My greatest win was probably my win at Salem (1984 U.S. Women’s Open) because I never really led the event until Amy doubled and Rosie bogeyed the last hole. I had to really concentrate on not being down on myself the last two days and just go forward, go forward, tee it up, one shot at a time. I really worked hard at being in the present. … I did manage to hole an eagle on the 13th hole. I was really proud of that one victory. I know it was a really tough loss for Amy but she definitely got back at me – we’re definitely square.
I was seven behind with 13 holes left.
What was your toughest loss?
Not winning the Dinah. I was leading the whole time and Sally Little shot 65 the last day. It was hard to take the club back.
What did you ask JoAnne Carner after the second round of the 2018 U.S. Senior Women’s Open?
For two days I kept looking at her putting from 6 feet in. God! I was looking at her stroke. I kept looking, what are you doing? Toward the end of the second round I asked her, give me what you’re doing, because I knew she wasn’t playing the next two rounds. … I missed a lot of short 4- or 5-footers and she made them all. She was taking her thumbs off the grip.
How much golf do you watch on TV and is there a swing or a player that you’re particularly keen on?
I love Nelly. She and I play at the same club (Concession). She was putting and she had five putters on the putting green. I I looked at her and I said, what is this? She’s like well, she was very cute, she goes, well, my putting. I said, oh I know what you’re doing. You are trying to win, and you’re not going through your routine, which I see, you need to really work on your routine, your rhythm. I gave her a couple drills, a couple mental things.

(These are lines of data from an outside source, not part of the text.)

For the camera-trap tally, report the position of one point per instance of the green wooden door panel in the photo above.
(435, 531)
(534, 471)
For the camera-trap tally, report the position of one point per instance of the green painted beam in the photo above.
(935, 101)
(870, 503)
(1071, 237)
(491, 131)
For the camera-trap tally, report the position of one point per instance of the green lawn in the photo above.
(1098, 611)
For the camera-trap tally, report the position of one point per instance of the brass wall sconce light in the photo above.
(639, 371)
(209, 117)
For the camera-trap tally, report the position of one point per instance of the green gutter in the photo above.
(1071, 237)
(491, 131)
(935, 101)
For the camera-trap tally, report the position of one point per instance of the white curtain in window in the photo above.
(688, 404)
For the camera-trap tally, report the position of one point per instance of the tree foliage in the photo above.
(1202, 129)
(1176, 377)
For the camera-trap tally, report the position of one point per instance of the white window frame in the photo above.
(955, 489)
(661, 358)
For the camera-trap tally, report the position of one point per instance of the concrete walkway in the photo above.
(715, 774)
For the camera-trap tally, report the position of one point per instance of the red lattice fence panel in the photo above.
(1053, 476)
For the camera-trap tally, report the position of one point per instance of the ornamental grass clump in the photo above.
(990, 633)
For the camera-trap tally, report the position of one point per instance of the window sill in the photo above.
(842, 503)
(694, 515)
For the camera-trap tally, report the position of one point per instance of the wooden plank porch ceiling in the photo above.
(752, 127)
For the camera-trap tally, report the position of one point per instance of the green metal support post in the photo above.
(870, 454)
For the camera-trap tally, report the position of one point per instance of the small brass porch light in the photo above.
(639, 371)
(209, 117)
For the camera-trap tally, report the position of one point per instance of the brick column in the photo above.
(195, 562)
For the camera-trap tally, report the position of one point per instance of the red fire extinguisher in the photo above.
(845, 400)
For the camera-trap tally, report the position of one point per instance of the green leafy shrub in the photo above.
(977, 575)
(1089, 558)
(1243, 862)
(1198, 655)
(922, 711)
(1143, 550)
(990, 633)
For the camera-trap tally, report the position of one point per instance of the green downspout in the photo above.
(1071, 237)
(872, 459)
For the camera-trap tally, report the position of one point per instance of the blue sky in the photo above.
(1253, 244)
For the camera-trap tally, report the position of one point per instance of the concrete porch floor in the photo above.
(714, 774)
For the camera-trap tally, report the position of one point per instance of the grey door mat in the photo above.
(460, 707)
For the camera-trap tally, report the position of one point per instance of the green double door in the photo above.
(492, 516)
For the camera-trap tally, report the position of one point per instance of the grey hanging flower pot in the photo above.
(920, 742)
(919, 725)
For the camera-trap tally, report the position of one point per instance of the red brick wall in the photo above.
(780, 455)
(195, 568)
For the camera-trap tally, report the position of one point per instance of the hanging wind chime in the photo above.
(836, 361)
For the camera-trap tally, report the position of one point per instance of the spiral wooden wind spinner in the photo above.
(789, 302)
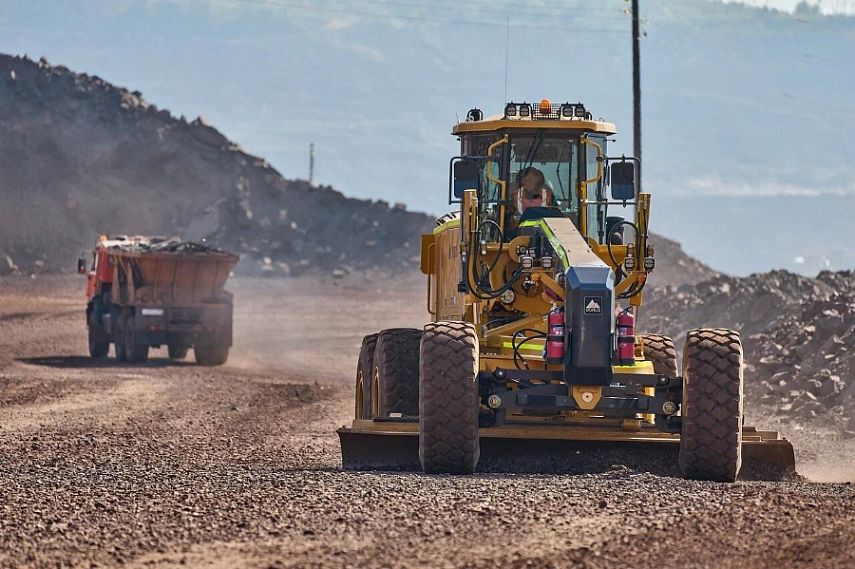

I said so what’s going on? She said, well, I’ll win one day. I looked at her and in my meanest pretend voice, I said to her, and she’s quite adorable, you will never, ever say that again!
You will say, I will win when I’m ready.
So this was the week before she won.
I went to the bathroom at 2 a.m. She’s in Taiwan. She had a three-stroke lead. I gave her a drill, and the drill was, I don’t (just) want you to shoot 62. I want you to shoot 62, then a 59, then a 55. I want you to do it three times. I want you to birdie every hole. She did that in her dreams before she went to bed. She (goes out and) birdies like the first four holes. Here I am at 2 a.m. on the phone looking it up. Oh my god!
Did you visualize like that a lot when you were playing?
I worked with a hypnotist toward the end of my career and it actually worked. It was like god, this is easy.
Will you play next year in the Senior Women’s Open?
Oh yeah, I’m good for another 50,000 with my new shoulder. I got a total shoulder replacement… I am religious with my rehab. it’s not easy, but I’m hopeful. My therapist said I will regain 90 percent flexibility, and I said my golf pro, (brother-in-law) John Leach, always wanted me to shorten my swing.